The final incident, Maggie couldn’t walk away from. It occurred on December 19th, 1997 when a woman pulled a man from his fire-engulfed single engine plane when it crashed in a field in -35 degree Fahrenheit temperatures. When the man woke a week later, doctors informed him that he was very lucky. The police found the plane the next day and it was a blackened carcass. If the woman hadn’t pulled him out he would have died from the fire, hypothermia, or his wounds.
The man insisted on meeting his savior and pleaded to local media outlets to run his story. To no avail, the woman would not come forward. But one particular newspaper wanted the big story. They offered a Security Officer at the hospital $300 to give them the tapes from that night. The guard did it.
Shortly after, the newspaper found an image of the woman on the video and also found her license plate. It wasn’t long before they tracked it back to Maggie Shetland and the newspaper released it to the world. The man who crashed his plane and wanted to meet the woman that saved him, found out her identity the same way as other residents in the city: through the newspaper.
Two months later, Maggie was missing. Did Maggie Shetland decide to walk away from it all, annoyed by the ever-present light that was cast in her direction by an unethical newspaper? Was she suffering from depression and decided to end it all?
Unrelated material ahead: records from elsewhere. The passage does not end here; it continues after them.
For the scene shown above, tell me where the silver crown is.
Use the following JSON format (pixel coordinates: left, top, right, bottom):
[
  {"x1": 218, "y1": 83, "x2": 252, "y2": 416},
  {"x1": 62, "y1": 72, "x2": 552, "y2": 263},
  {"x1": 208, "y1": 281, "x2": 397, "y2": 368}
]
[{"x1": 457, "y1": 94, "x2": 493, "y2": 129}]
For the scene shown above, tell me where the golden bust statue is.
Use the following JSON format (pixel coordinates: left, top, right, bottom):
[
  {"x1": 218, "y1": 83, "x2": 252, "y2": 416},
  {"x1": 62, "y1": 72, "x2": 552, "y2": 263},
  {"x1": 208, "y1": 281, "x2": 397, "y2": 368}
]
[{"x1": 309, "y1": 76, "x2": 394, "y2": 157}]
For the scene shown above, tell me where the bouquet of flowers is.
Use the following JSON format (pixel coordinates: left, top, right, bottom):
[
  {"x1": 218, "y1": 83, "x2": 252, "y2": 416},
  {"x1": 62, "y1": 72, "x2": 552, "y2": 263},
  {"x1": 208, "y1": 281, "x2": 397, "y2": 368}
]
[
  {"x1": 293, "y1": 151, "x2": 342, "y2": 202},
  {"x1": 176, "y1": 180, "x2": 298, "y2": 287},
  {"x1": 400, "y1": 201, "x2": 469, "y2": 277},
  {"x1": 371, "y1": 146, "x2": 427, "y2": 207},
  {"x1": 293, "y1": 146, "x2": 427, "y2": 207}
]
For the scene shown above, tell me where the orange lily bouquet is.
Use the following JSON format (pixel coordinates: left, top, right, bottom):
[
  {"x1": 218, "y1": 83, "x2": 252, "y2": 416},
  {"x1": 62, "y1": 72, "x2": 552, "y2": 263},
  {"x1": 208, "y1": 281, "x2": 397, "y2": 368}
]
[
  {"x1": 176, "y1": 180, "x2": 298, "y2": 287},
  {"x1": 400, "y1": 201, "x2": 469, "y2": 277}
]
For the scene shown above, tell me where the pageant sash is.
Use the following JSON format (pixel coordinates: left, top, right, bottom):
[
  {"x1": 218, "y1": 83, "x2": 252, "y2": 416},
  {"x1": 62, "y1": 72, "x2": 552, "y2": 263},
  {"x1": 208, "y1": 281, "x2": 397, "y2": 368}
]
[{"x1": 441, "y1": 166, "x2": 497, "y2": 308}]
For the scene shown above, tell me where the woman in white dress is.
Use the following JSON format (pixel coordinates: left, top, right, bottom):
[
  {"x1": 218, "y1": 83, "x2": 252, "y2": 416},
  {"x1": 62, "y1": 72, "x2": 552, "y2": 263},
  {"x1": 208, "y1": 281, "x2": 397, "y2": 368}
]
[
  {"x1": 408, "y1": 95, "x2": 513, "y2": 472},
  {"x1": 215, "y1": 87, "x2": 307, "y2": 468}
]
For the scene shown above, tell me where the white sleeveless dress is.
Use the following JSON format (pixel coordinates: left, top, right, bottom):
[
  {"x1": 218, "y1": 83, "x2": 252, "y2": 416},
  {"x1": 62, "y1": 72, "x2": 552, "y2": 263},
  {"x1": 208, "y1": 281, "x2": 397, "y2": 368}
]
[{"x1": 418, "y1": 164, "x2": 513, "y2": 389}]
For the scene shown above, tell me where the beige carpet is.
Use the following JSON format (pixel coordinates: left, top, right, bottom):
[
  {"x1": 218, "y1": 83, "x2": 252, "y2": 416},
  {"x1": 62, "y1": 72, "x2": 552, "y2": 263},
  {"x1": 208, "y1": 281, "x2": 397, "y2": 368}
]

Or after helping so many, was she randomly caught by a person who meant to harm her?
What would you say if I told you the first three incidents all happened in the same night, in different cities, and were hundreds of miles away from each other? Your next question to me would be: if the hero woman was Maggie Shetland, how is that possible?
I would answer you and say, that it’s not. It’s impossible for a single person to save multiple lives when the victims are located hundreds of miles away from each other – unless of course, she’s Superwoman.
For those of you who think Maggie Shetland may have committed suicide because the newspaper released her name, here’s one last piece of information for you. After her name was released to the public, Maggie voluntarily went to visit the man in the hospital. The man tearfully, through cracked words, apologized for what the newspaper had done to her, and said that he only ever wanted to thank her in person.
Maggie with a wave of her hand, and bright smile, consoled him and said that it wasn’t his fault and said quite emphatically, it’s not a big deal. Before she left, she wished him a speedy recovery and announced that she would see him again as she was a volunteer for the hospital cancer telethon.
Maybe Maggie Shetland never left?
Perhaps, she is the the quiet woman, who travels along the road in her Shadow Car saving lives amongst us.